Si Martinez a vraiment sa carte du parti, il se garde bien de tout prosélytisme, au point d'avoir demandé à un autre syndicaliste de décoller un autocollant Front de gauche de son manteau lors d'une manifestation, raconte Paris Match. Déjà en 1999, il fait savoir son refus de se rendre à une manifestation organisée par le PCF contre le chômage : "Nous n'avons rien à gagner." Lors d'une conférence sur "les rapports du syndicalisme avec la politique" en novembre dernier, il martèle : "La CGT est le syndicat le plus indépendant du monde" et assure qu'aucun représentant politique ne sera convié aux 120 ans de la centrale, prévus cette année. Pour lui, le rôle d'un syndicat est "de faire de la politique, mais pas au service d'un parti politique".

Le bureau à 62 000 euros pas perdu pour tout le monde

Toujours pas élu patron de la CGT - sa liste a échoué à obtenir les deux tiers des voix devant le parlement du syndicat, d'où la séance de rattrapage des 3 et 4 février - Philippe Martinez occupe déjà le (luxueux) bureau de Thierry Lepaon. Sur l'agenda du ministre du Travail, François Rebsamen, il est déjà qualifié de "secrétaire général de la CGT" pour leur rendez-vous du 30 janvier (avant que cela ne soit corrigé). L'affaire est pliée ? Probablement. 

Philippe Martinez a dû éviter beaucoup d'écueils pendant la campagne. Il a lâché Thierry Lepaon au dernier moment, tout en intégrant beaucoup de ses fidèles dans son projet de bureau politique. Sa ligne politique est suffisamment floue pour que tout le monde s'y retrouve.
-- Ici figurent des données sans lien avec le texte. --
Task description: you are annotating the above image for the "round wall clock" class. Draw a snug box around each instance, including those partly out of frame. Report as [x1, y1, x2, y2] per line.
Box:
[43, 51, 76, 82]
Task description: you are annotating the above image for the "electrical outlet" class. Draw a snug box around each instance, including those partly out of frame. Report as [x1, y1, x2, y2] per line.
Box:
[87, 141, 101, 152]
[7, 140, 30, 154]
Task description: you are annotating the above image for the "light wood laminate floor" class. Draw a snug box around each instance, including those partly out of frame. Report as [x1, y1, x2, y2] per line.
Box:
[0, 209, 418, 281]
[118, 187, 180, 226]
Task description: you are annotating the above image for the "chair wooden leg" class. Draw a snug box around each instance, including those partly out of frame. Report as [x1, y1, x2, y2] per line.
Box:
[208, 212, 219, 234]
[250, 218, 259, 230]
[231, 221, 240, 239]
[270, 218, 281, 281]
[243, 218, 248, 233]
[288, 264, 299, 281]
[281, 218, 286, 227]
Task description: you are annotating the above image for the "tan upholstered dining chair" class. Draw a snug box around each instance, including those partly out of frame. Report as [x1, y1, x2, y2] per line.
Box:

Peut-être même que cette fois, la fédération de la santé, dont la secrétaire générale, Nathalie Gamiochipi, est la compagne de Philippe Martinez, ne décidera pas de voter contre lui. Lors du vote du 13 janvier, Nathalie Gamiochipi avait carrément trahi sa fédération en faisant voter sa représentante pour Philippe Martinez. Ce vote inattendu avait permis à ce dernier de franchir la barre des 50% des voix du parlement de la CGT, note Le Monde. Sans cela, il n'aurait pas eu droit à une seconde chance.